Sunshine Sketches of a Little Town

Stephen Leacock

Fiction | Short Story | Adult | Published in 1912

Plot Summary
Sunshine Sketches of a Little Town is a series of vignettes by Canadian author Stephen Leacock. The book was written about many small towns near Lake Superior but is set in the fictional town of Mariposa. The vignettes create a portrait of the town and many characters within it, and the tone is humorous, if a bit sarcastic. Set on the shore of Lake Wissanotti, the town is based on Leacock's own experiences living in the small town of Orillia, Ontario.

Like Winesburg, Ohio and other place-based vignette collections, the town of Mariposa and its people are the driving force behind Sunshine Sketches of a Little Town. Many of the events that take place, while enormous in the lives of the characters, are laughably minor in the view of larger political and social problems. This strategy gives the book an absurdist, humorous tone, reflecting Leacock's own perspective on small town life and its dramas.

One of these major events is the national election. Though an event of much greater significance in other parts of the country, the locals of Mariposa act as if the election were taking place in their own backyards. Considering themselves at the center of the chaos, they act accordingly with townspeople fighting each other, speeches being made, and other absurd responses to a distant problem. Instances like this reveal the overall goal of the collection, which is to portray, through archetypal characters, common human flaws, such as egoism, hopeless romance, idealism, hunger for power, and greed.



Characters that drive the collection include Josh Smith, the power-hungry proprietor of the Smith Hotel, the barber Jefferson Thorpe, the undertaker Golgotha Gingham, a bank manager, ship captain, local professor, and more. The main character is the unnamed and unreliable narrator, who watches the events in the town with a large degree of skepticism and bias. As such, the town and its characters are colored by his particular lens, which is often one of absurdity or couched criticism.

The characters in Mariposa interact in strange and often incongruent ways. Josh Smith, for instance, painted as a talented businessman, is the richest man in Mariposa. After being fined by the liquor board for selling drinks after hours, Smith decides to open a French cafe to appeal to the townsfolk and appease the Licensing Commission by giving them more revenue through increased sales.

Down the street, Jefferson Thorpe, the local barber, is known around town for his keen eye for investments. A decent man and a chatty barber, Thorpe talks while shaving the heads of all the men in town. During one of these chats, the narrator learns that Thorpe has recently lost a fortune on a scam mining venture. Despite this, he doesn't raise his prices, something for which the narrator commends him.
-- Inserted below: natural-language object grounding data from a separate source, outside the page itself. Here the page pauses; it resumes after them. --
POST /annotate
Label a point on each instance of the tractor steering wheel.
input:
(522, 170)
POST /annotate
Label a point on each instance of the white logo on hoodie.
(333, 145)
Other dramas include the romance between bank teller Peter Pupkin and Zena Pepperleigh, the daughter of the judge and an avid reader of romance novels. Pupkin pines after Zena, who mostly doesn't notice his advances. Dean Drone, the local priest, struggles with debt after building a new chapel for which he cannot pay. And, in a moment of incredible suspense, the narrator recalls the sinking of the local shop the Mariposa Belle, which sank in Lake Wissanotti, stranding its passengers. Fortunately for everyone involved, including the ill-equipped rescue team, the boat sank in only six feet of water.

With a short introduction revealing Leacock's own perspective on small towns in Canada and the world over, these vignettes paint a humorous portrait of life in the hamlets of Lake Superior.

Canadian teacher and humorist Stephen Leacock was considered the best-known English-speaking humorist in the world from the years 1915 to1925. Born in Southern England, he moved to Ontario, where he was educated at the University of Toronto. His works include dozens of humorous novels and a similar number of non-fiction works on Canadian history and other topics. The Stephen Leacock Memorial Medal of Honor is named for him.